More positively, there was quite a lot to like about how the government intends to go about resolving the trade-offs they face. In particular I liked the look of "Improving public services by shifting spending to higher-value areas and focusing on results": there was a strong theme at this year's Waikato Economics Forum (as I reported here and here) that current programmes are not delivering the value they should, and that better designed, innovative and cost-effective 'social investment' initiatives need to get more support. And while, personally, I wouldn't be putting the highest priority on tax cuts, I can see the merit of one proposal, namely reversing the stealth tax of the past decade that happened as a result of not indexing tax rate thresholds for inflation.

If I was to push one priority over others in this forthcoming scrum, it would be infrastructure. Yes, it's clearly a fact that everyone can't have what they would ideally want from fiscal policy, given our starting point and the economic outlook, and no doubt us infrastructure enthusiasts will take our lumps, too. And I understand that we have currently limited capacity (what with low unemployment and other constraints) to make a big immediate splurge on fixing our infrastructure deficit. 

But there has to be a more serious attempt to fix our infrastructure than we've managed so far. As this report by Sense Partners for the Infrastructure Commission showed, we're already $110 billion odd short of what we need, and if we're not careful that could blow out to some $230 billion (in today's money) over the next thirty years.

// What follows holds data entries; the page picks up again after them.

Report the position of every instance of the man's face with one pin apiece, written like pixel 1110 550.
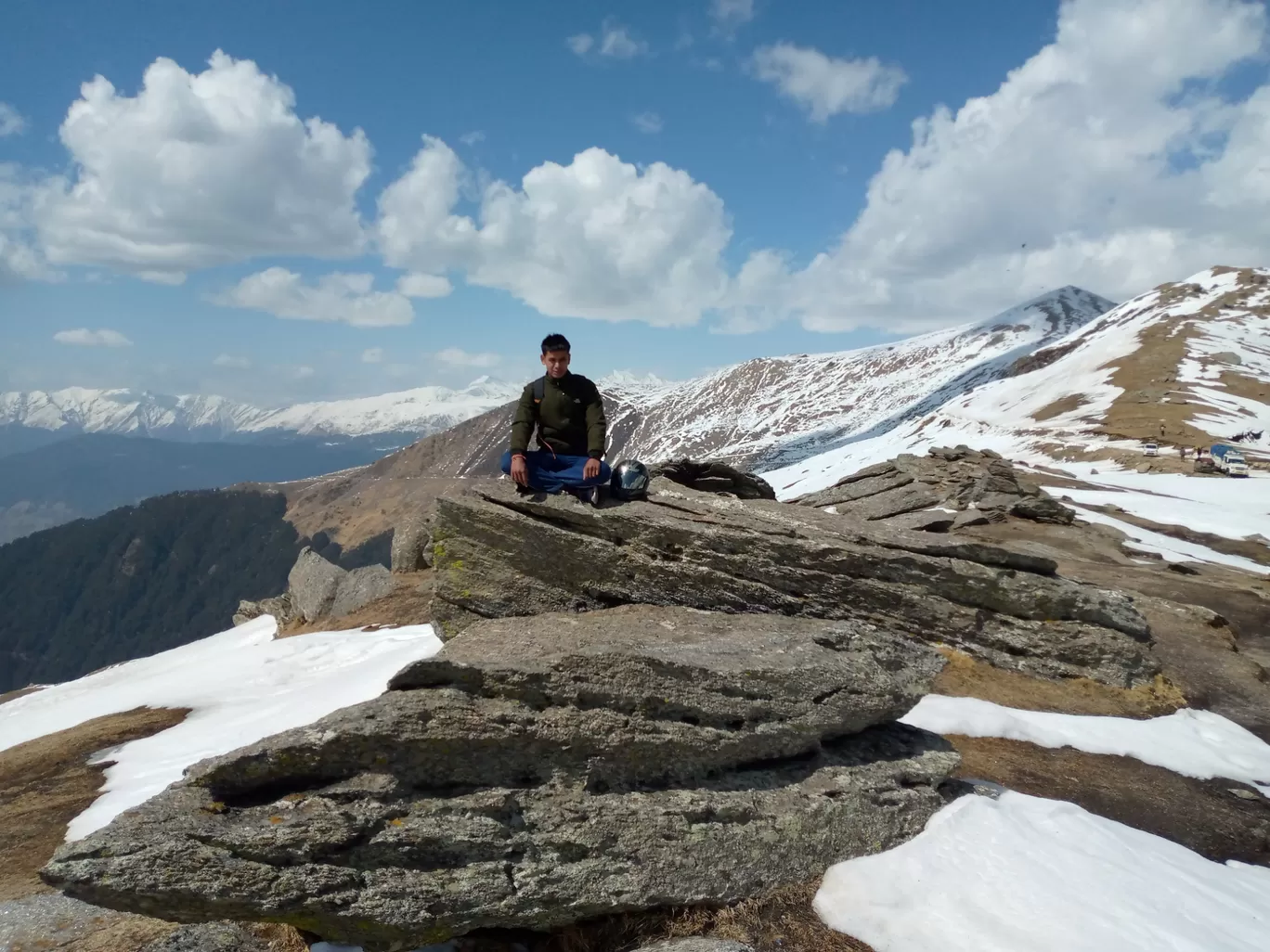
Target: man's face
pixel 556 363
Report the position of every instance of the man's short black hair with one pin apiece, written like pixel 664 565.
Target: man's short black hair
pixel 555 341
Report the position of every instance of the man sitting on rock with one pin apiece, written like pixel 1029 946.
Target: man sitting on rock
pixel 569 416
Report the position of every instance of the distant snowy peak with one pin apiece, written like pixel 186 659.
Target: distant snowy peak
pixel 773 410
pixel 424 409
pixel 138 413
pixel 1186 363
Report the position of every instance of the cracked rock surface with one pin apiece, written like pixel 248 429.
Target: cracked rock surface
pixel 542 771
pixel 954 479
pixel 500 555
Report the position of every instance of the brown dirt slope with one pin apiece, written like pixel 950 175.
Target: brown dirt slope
pixel 964 676
pixel 1207 817
pixel 356 506
pixel 1148 376
pixel 45 782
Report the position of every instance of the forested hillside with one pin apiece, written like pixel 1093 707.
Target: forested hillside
pixel 137 580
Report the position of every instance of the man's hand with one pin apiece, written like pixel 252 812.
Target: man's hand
pixel 520 471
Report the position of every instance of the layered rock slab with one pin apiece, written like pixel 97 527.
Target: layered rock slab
pixel 500 555
pixel 955 478
pixel 642 758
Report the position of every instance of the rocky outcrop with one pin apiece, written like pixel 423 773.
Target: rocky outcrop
pixel 411 545
pixel 311 584
pixel 318 588
pixel 281 607
pixel 500 555
pixel 715 476
pixel 544 771
pixel 210 937
pixel 948 480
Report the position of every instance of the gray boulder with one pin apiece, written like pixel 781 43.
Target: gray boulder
pixel 956 478
pixel 209 937
pixel 628 696
pixel 320 589
pixel 279 607
pixel 361 586
pixel 540 772
pixel 500 555
pixel 311 584
pixel 1043 509
pixel 411 545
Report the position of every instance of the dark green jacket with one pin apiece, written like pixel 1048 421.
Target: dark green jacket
pixel 570 419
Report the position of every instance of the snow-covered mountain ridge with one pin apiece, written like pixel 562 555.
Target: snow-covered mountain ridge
pixel 1186 363
pixel 421 411
pixel 769 411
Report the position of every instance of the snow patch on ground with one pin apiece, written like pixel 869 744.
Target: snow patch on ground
pixel 1170 548
pixel 1194 742
pixel 1045 876
pixel 240 685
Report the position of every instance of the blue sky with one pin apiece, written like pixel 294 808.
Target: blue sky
pixel 675 186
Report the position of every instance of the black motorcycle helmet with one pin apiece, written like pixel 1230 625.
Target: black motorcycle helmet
pixel 630 480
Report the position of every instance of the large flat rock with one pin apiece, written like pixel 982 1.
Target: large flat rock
pixel 544 771
pixel 375 863
pixel 502 555
pixel 618 697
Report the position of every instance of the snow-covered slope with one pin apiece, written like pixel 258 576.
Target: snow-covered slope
pixel 1191 357
pixel 772 410
pixel 137 413
pixel 421 410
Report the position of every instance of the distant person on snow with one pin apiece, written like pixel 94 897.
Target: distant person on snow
pixel 569 417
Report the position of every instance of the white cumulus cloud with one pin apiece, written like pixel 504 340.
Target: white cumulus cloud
pixel 424 286
pixel 614 42
pixel 333 297
pixel 458 357
pixel 597 238
pixel 201 169
pixel 20 258
pixel 825 85
pixel 1110 161
pixel 11 122
pixel 731 14
pixel 580 44
pixel 646 122
pixel 83 337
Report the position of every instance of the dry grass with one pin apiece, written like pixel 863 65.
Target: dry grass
pixel 45 782
pixel 279 938
pixel 964 676
pixel 110 932
pixel 1073 401
pixel 782 920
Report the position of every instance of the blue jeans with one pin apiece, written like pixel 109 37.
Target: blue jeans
pixel 551 472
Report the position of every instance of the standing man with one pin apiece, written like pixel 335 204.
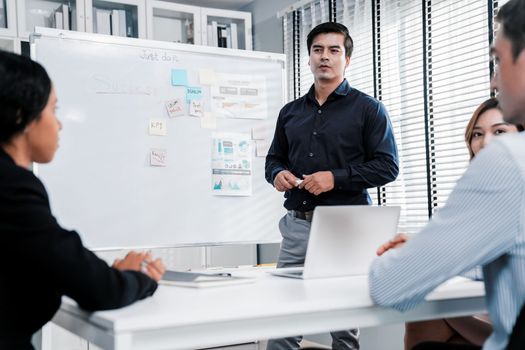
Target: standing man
pixel 483 222
pixel 329 147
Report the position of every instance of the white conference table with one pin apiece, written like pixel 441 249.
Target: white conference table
pixel 192 318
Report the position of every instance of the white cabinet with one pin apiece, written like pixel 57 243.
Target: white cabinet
pixel 116 17
pixel 173 22
pixel 152 19
pixel 62 14
pixel 9 44
pixel 198 25
pixel 8 18
pixel 226 28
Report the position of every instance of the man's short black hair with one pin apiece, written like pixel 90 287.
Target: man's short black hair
pixel 512 18
pixel 331 27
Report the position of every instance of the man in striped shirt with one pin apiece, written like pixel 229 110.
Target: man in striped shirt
pixel 483 222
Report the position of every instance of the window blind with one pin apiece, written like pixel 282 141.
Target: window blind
pixel 459 80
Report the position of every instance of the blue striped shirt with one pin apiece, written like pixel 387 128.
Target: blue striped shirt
pixel 481 224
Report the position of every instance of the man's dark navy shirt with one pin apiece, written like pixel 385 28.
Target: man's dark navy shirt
pixel 349 135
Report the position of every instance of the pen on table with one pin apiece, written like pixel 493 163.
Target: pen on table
pixel 223 274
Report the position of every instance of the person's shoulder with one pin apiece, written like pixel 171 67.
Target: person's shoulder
pixel 16 178
pixel 365 99
pixel 512 144
pixel 292 105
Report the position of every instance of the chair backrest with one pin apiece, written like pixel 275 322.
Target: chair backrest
pixel 517 337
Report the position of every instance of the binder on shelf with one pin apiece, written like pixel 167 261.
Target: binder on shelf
pixel 228 38
pixel 122 22
pixel 209 35
pixel 66 14
pixel 59 20
pixel 102 21
pixel 234 36
pixel 221 35
pixel 115 23
pixel 3 15
pixel 214 36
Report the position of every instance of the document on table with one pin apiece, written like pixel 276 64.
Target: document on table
pixel 202 280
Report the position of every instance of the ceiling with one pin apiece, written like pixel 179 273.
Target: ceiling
pixel 222 4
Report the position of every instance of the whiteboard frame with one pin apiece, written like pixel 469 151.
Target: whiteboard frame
pixel 153 44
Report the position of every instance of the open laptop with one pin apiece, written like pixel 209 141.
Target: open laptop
pixel 344 240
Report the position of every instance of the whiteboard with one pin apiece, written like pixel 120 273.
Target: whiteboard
pixel 101 182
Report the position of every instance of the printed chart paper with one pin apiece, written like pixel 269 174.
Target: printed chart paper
pixel 231 164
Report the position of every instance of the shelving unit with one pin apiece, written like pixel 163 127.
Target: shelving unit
pixel 61 14
pixel 173 22
pixel 7 18
pixel 9 44
pixel 224 28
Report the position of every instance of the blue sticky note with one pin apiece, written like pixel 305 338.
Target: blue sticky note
pixel 193 93
pixel 179 77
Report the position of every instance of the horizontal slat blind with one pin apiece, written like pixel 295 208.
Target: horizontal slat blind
pixel 458 64
pixel 400 87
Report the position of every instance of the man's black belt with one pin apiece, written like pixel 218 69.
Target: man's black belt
pixel 304 215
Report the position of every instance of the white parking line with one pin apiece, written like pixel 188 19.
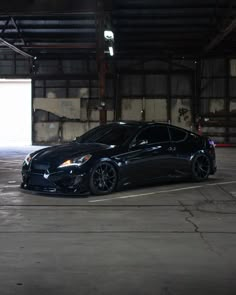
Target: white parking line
pixel 9 186
pixel 161 192
pixel 7 168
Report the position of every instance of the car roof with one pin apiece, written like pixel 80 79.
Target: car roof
pixel 149 123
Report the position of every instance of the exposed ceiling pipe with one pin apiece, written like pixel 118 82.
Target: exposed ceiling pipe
pixel 220 37
pixel 16 49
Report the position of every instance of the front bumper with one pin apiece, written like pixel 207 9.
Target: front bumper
pixel 63 181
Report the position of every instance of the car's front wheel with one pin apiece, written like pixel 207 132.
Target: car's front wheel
pixel 103 179
pixel 201 167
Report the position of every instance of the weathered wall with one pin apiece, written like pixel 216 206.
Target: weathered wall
pixel 154 90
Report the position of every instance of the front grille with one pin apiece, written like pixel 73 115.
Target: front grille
pixel 39 180
pixel 39 166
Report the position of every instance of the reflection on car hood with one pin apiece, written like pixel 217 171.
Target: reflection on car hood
pixel 67 151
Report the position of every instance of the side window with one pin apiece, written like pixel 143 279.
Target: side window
pixel 154 134
pixel 177 134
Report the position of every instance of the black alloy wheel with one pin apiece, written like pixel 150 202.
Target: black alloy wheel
pixel 103 179
pixel 201 167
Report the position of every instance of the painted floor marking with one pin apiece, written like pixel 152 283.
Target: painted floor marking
pixel 11 162
pixel 9 186
pixel 163 191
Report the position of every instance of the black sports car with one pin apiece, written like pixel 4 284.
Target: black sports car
pixel 117 154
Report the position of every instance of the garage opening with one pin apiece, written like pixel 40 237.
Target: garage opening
pixel 16 110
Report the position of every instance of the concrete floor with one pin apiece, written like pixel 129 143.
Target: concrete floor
pixel 168 239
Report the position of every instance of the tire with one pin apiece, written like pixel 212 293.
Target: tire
pixel 201 167
pixel 103 179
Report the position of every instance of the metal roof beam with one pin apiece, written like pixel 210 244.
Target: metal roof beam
pixel 16 49
pixel 220 37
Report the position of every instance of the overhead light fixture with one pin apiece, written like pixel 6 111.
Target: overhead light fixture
pixel 111 51
pixel 108 35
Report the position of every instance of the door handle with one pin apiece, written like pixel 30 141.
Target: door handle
pixel 171 149
pixel 154 148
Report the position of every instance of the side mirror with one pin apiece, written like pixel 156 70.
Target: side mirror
pixel 139 143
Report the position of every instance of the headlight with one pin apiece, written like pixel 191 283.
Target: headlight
pixel 27 159
pixel 76 161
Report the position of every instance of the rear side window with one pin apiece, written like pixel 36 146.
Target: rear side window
pixel 177 134
pixel 154 134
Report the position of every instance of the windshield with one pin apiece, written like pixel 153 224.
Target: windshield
pixel 111 134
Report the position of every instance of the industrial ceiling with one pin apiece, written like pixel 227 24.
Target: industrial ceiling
pixel 144 28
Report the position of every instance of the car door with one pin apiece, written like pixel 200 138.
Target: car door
pixel 150 154
pixel 181 150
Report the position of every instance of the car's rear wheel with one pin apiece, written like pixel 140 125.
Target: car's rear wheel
pixel 201 167
pixel 103 179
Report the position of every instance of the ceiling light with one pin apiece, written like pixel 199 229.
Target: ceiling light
pixel 108 35
pixel 111 51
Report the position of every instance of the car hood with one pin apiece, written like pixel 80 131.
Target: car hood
pixel 59 153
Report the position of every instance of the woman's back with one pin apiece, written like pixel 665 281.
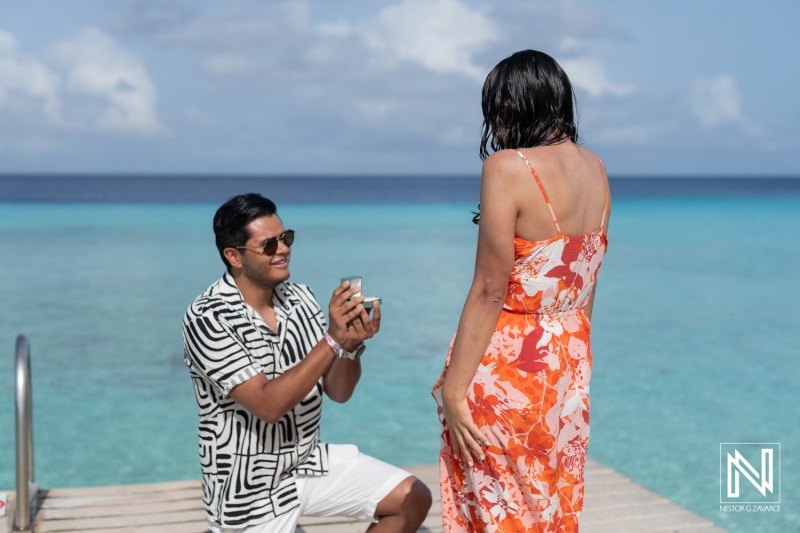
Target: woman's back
pixel 575 184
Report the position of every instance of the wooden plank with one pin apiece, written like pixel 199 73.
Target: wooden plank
pixel 614 504
pixel 112 523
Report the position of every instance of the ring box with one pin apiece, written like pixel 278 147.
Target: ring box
pixel 369 301
pixel 355 281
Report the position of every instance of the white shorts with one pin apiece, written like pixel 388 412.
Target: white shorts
pixel 353 488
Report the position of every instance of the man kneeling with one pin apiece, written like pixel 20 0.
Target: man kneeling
pixel 260 355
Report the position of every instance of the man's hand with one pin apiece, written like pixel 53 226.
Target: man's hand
pixel 350 323
pixel 342 309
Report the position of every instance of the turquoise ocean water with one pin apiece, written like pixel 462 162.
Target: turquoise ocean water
pixel 695 335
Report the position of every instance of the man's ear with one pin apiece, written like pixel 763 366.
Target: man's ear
pixel 233 256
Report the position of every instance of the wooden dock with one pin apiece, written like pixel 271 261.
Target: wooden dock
pixel 614 504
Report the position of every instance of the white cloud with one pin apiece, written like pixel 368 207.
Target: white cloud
pixel 441 35
pixel 716 101
pixel 26 84
pixel 588 73
pixel 226 65
pixel 99 68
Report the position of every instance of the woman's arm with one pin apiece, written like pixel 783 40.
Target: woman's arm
pixel 493 264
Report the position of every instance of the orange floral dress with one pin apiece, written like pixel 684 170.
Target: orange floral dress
pixel 530 395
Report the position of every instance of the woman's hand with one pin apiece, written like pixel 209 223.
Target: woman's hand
pixel 465 437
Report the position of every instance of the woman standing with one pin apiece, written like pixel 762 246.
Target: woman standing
pixel 514 396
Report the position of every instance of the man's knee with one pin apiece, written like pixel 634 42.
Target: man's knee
pixel 416 500
pixel 419 495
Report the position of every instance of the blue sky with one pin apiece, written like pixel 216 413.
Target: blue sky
pixel 707 87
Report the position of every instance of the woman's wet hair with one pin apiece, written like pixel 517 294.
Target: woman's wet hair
pixel 527 101
pixel 232 218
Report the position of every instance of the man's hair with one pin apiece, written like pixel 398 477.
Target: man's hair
pixel 232 218
pixel 527 101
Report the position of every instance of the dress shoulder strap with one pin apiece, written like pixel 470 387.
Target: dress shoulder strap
pixel 605 185
pixel 544 193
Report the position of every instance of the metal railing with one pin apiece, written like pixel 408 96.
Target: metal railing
pixel 27 489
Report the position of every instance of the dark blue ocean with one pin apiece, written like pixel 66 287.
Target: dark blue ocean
pixel 695 330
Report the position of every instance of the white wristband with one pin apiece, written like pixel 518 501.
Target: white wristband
pixel 332 343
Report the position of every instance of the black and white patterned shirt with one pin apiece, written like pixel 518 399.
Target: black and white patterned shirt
pixel 246 462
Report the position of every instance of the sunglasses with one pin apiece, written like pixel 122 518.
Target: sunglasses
pixel 270 246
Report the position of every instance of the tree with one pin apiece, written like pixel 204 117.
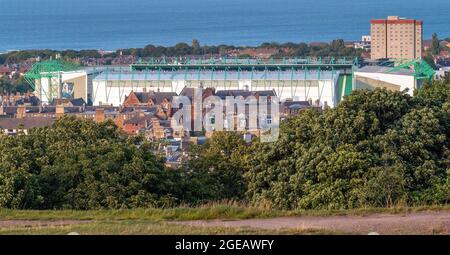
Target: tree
pixel 215 171
pixel 376 148
pixel 80 164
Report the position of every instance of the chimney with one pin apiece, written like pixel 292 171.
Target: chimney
pixel 99 115
pixel 21 112
pixel 119 120
pixel 59 111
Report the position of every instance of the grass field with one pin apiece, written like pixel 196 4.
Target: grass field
pixel 156 221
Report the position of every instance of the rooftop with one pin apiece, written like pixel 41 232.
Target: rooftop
pixel 384 69
pixel 214 75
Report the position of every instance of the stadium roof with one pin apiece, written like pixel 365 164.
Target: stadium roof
pixel 215 75
pixel 384 69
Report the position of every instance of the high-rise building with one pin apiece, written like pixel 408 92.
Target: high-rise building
pixel 396 38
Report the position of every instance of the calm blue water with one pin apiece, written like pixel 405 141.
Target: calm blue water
pixel 112 24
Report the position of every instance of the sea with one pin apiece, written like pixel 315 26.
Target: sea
pixel 114 24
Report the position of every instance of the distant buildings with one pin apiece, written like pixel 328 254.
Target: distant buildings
pixel 364 43
pixel 396 38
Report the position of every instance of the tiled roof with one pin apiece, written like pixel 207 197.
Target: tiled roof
pixel 26 123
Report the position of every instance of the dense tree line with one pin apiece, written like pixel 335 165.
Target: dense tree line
pixel 375 149
pixel 80 164
pixel 12 86
pixel 334 49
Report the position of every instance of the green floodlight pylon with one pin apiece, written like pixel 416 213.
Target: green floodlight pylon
pixel 422 70
pixel 49 69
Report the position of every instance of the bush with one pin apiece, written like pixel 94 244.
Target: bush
pixel 79 164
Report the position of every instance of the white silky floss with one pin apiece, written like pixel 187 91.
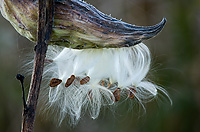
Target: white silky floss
pixel 108 69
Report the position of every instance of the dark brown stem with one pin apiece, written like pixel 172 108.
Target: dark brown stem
pixel 45 23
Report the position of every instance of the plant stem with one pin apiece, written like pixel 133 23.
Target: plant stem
pixel 45 22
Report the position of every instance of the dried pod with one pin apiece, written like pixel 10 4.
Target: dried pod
pixel 116 94
pixel 131 93
pixel 77 25
pixel 54 82
pixel 70 81
pixel 85 80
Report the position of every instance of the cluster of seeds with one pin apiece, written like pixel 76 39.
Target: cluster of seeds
pixel 77 81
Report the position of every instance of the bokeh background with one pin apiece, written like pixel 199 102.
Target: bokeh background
pixel 175 66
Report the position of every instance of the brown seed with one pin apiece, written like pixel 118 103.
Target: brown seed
pixel 70 81
pixel 85 80
pixel 90 94
pixel 131 93
pixel 54 82
pixel 116 94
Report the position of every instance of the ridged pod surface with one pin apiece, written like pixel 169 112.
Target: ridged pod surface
pixel 77 25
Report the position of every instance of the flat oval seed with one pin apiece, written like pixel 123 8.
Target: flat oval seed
pixel 85 80
pixel 116 94
pixel 131 93
pixel 54 82
pixel 70 81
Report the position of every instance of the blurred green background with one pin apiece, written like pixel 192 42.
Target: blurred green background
pixel 175 66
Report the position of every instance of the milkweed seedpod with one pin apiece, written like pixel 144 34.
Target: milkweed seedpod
pixel 77 25
pixel 97 58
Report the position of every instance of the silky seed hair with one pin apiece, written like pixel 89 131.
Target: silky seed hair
pixel 92 78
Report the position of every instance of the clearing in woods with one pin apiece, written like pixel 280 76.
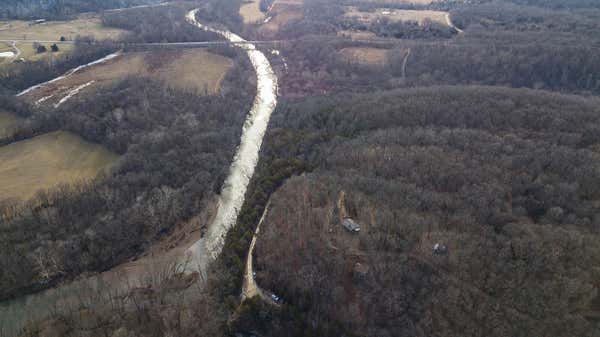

And quite apart from the new stuff that's needed, we're not even spending enough to keep the existing stuff in good working nick: this report by the Infrastructure Commission found that "renewal spending is below depreciation for state highways, local roads, water supply, wastewater and stormwater infrastructure, and gas distribution infrastructure".

The BPS talked about "Developing a long-term, sustainable pipeline of infrastructure investments"; it said that the government "will top up the multi-year capital allowance (MYCA) by up to $7 billion, with the final number to be confirmed in the Budget"; debt will be used inter alia "to fund high quality investments that provide benefits to New Zealand over time, including those that increase the productive capacity of the economy"; and the government will be "unlocking new funding and financing models to catalyse private investment". That's all good on paper: I just hope that between now and the Budget on May 30, when the decisions on competing claims get thrashed out, we don't do what we've always done, and kick the infrastructure can even further down the increasingly potholed road.

1 comment:

  1. I take the point on not wanting to have fiscal policy surprise RBNZ. But the BPS could have signalled a stronger direction of travel on Core Crown expenditure as %GDP, with most of the consolidation coming B25 onward. RBNZ could work it into their forecasts and, if they wanted, adjust interest rate policy to account for it. There'd be time.